CD36 expression in leukemia cells checked with multi-parameter flow cytometry and its significance.

Hua-rong Tang; Fa-chun Wang; Yun-wei Jiang; Xia Fei; Qian Jiang; Wen-lin XU; Jiang Lin

Return

CD36 expression in leukemia cells checked with multi-parameter flow cytometry and its significance.

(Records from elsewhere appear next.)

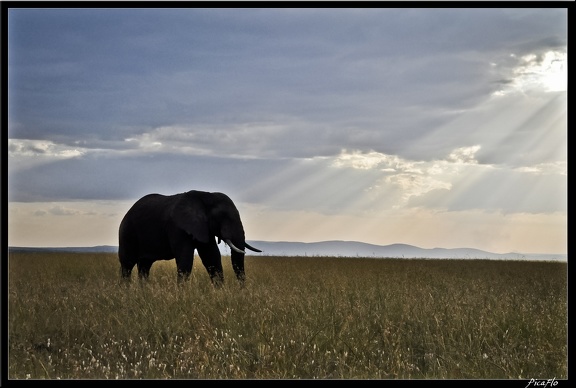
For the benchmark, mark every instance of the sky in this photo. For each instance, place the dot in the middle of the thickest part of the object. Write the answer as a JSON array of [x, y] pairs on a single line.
[[437, 127]]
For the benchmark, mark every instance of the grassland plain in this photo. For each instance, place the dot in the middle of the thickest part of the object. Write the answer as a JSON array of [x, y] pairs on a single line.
[[297, 318]]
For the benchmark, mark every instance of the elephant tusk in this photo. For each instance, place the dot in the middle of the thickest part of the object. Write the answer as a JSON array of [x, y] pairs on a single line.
[[252, 248], [233, 246]]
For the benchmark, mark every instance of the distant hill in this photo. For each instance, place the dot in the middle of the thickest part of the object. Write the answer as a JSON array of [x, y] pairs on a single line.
[[342, 249]]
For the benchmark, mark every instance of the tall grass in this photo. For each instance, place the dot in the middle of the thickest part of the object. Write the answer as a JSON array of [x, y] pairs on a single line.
[[297, 318]]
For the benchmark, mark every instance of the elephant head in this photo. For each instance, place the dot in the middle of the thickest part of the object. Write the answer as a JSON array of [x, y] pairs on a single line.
[[206, 216]]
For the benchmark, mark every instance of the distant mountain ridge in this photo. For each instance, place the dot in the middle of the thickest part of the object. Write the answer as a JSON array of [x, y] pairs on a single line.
[[343, 249]]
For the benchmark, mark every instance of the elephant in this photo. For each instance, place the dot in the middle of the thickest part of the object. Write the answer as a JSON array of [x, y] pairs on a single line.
[[165, 227]]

Author: Hua-Rong TANG ¹ ; Fa-Chun WANG ; Yun-Wei JIANG ; Xia FEI ; Qian JIANG ; Wen-Lin XU ; Jiang LIN
Author Information

1. Central Laboratory, People Hospital, Jiangsu University, Zhenjiang 212002, China. tanghr2000@126.com
Publication Type:Journal Article
MeSH: Adolescent; Adult; Aged; Aged, 80 and over; CD36 Antigens; analysis; Child; Child, Preschool; Female; Flow Cytometry; methods; Humans; Immunophenotyping; Infant; Leukemia, Monocytic, Acute; immunology; Leukemia, Myeloid, Acute; immunology; Lipopolysaccharide Receptors; analysis; Male; Middle Aged; Precursor Cell Lymphoblastic Leukemia-Lymphoma; immunology; Proto-Oncogene Proteins c-kit; analysis
From: Journal of Experimental Hematology 2007;15(1):29-34
CountryChina
Language:Chinese
Abstract: The aim of study was to investigate the expression of CD36 in leukemia cells and to explore its significance in diagnosis and differential diagnosis for leukemia in patients. Blood samples from 133 cases of leukemias were analyzed by CD45/SSC double parameters and multi-color flow cytometry in order to determine the CD36 and other leukocyte differentiation antigens. The results show that the CD36 positive rate was 21.8% (29/133) in 133 cases of leukemia, 41.9% (26/62) in 62 cases of AML (acute myeloid leukemia), and none of the 54 cases of lymphocytic leukemia was positive for this antigen. The positive rate of CD36 in M(4) (8/10), M(5) (12/12) and M(6) (3/3) was significantly higher than that in M(1) (0/9), M(2) (3/12), M(3) (0/16) (all P < 0.001). The percent of positive cells of CD36 in M(5a) was significantly higher than in M(5b) (P = 0.001). A significantly negative regression was found between CD36 and CD117 in AML (r = -0.751, P = 0.005). And a significantly positive regression was found between CD36 and CD14 in M(4) and M(5b) (r = 0.870, P = 0.011). In monocyte lineage involved leukemia (MLIL), the positive rate of CD36 (92.6%, 25/27) was significantly higher than that of CD14 (48.1%, 13/27)(P = 0.001). None of the 7 cases with M(5a) was positive for CD14, but 4 of 5 cases of M(5b) were positive. The positive rate of CD117 in M(5a) was significantly higher than that of in M(5b)(P = 0.01). The positive rate of CD34 in M(5) was low (33.3%, 4/12). It is concluded that the combination of CD36 with lymphoid and myeloid antigens is helpful to the diagnosis and differential diagnosis of lymphoid, myeloid and MLIL. The positive rate of CD36 is higher than that of CD14 in MLIL.